Wilson, headquartered in Houston, is a leading distributor of PVF and mill, safety and other maintenance products to energy and industrial markets in the United States. Wilson generated sales of $730.4 million in 2003. If combined, sales of CE Franklin and Wilson would approach $1 billion.

CE Franklin and Wilson have been successful in joint marketing initiatives in the past, most recently winning a major North America maintenance, repair and operating supply agreement with a North American exploration and production company that is expected to generate annual revenue of $20 million in Canada, and $15 million in the United States. “The combination of CE Franklin and Wilson create a company that will be well-positioned to pursue significant North America-wide and international supply arrangements going forward,” said Michael West, president and CEO of CE Franklin, who will manage the combined entity.

A special committee of the independent members of the Board of Directors of CE Franklin has been formed to consider and make a recommendation to the Board of the transaction.

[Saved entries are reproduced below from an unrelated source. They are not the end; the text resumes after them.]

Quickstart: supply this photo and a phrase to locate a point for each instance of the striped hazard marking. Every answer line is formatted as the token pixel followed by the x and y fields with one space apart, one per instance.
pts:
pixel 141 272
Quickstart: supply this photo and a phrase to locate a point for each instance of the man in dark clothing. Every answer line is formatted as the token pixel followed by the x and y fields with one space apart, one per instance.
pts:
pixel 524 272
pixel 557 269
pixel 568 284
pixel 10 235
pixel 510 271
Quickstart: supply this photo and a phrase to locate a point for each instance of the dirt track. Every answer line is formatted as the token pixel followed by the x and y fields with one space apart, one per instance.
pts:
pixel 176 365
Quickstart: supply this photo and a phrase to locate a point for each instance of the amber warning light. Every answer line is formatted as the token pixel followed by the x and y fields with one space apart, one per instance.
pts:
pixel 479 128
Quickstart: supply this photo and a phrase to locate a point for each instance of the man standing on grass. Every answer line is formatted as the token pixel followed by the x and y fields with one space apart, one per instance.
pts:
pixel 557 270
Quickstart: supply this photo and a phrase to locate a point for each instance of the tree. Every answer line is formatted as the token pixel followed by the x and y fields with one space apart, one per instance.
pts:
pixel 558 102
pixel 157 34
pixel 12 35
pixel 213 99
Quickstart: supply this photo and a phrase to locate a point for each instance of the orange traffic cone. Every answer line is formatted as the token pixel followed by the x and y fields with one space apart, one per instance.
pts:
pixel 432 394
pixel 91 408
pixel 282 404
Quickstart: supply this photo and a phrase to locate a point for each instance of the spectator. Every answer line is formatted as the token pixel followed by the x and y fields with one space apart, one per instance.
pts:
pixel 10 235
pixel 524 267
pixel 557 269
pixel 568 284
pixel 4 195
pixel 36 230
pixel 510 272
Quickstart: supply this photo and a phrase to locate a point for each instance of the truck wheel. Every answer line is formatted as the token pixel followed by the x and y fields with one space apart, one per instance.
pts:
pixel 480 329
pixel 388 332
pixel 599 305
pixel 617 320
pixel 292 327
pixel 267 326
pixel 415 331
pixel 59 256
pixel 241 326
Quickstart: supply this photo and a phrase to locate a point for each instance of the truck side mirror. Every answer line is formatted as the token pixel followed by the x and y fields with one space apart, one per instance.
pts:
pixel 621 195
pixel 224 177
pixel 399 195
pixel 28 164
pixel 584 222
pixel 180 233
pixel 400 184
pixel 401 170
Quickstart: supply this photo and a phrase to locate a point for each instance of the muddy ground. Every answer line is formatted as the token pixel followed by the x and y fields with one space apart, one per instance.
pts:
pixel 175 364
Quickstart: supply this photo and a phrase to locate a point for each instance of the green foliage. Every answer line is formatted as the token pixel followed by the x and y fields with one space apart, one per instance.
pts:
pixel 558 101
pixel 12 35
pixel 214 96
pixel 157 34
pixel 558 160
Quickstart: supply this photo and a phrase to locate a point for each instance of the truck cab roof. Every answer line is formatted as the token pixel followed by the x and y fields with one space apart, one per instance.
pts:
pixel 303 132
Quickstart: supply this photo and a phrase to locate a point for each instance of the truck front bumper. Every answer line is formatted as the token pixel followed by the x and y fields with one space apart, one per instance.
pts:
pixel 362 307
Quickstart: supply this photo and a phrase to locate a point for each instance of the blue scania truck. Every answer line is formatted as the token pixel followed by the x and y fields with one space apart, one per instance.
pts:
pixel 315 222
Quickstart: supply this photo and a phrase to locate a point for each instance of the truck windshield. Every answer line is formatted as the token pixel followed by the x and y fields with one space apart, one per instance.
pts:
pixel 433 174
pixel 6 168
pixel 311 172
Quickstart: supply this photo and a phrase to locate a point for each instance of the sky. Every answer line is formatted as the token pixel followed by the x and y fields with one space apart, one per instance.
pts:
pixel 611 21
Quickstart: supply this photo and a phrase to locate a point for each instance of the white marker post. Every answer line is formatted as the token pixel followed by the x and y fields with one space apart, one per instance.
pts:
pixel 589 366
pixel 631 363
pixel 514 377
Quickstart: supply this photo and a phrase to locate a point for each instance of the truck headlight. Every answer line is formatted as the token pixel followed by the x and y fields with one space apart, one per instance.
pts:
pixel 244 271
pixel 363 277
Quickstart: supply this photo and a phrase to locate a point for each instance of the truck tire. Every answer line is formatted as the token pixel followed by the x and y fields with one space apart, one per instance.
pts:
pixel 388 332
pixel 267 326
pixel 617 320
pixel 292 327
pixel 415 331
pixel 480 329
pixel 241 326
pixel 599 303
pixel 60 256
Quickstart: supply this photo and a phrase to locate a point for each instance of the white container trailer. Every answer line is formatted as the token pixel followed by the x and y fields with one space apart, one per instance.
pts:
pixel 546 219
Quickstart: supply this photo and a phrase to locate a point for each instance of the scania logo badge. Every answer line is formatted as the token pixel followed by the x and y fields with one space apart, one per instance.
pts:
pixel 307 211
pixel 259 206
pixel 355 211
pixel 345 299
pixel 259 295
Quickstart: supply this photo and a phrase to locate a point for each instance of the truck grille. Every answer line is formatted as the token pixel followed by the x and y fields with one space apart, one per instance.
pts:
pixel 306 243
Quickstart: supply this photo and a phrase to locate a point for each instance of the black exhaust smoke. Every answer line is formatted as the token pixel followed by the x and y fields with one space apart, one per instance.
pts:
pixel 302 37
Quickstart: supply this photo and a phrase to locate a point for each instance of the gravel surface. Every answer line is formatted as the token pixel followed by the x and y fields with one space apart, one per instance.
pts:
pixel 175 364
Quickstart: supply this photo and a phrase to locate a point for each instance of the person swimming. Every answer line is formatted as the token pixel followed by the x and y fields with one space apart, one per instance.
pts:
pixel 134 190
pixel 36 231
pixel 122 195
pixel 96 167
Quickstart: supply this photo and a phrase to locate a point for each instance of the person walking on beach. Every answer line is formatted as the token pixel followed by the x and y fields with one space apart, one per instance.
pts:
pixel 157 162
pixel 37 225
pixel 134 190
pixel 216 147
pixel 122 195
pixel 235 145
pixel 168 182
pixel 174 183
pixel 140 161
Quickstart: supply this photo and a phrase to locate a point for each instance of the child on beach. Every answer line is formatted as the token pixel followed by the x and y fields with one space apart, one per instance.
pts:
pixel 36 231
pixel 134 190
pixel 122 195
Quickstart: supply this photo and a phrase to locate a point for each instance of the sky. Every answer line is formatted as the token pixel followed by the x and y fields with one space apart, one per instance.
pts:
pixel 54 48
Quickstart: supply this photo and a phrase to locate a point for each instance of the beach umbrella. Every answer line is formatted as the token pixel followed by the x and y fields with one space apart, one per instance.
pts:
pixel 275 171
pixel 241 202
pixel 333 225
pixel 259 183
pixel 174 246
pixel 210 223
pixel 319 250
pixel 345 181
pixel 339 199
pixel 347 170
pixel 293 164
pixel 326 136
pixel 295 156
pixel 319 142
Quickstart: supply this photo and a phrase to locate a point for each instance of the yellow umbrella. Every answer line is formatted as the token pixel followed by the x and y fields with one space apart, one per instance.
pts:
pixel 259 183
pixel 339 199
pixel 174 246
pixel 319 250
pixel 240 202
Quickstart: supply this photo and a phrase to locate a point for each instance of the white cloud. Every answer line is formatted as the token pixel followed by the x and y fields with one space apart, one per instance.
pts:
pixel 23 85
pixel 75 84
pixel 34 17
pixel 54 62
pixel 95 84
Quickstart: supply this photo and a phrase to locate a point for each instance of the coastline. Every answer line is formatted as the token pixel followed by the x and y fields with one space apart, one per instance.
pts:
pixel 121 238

The transaction is a related party transaction under Canadian securities law by virtue of Smith's current 55% shareholdings in CE Franklin. The special committee has retained CIBC World Markets as its financial advisor.

It is anticipated that Smith would own about 90% of the common shares of CE Franklin as a result of the transaction. Smith has advised CE Franklin that its intent is to reduce its ownership interest to the 55% level held today, the timing of which will be dependent on the market conditions and other factors.

The transaction is subject to negotiation of a definitive agreement, applicable regulatory approvals and to the approval of a majority of CE Franklin shareholders (excluding Smith) at a meeting to be held in September 2004.

CE Franklin distributes PVF and related products to the Canadian oil and gas industry. It has 37 branches across Canada.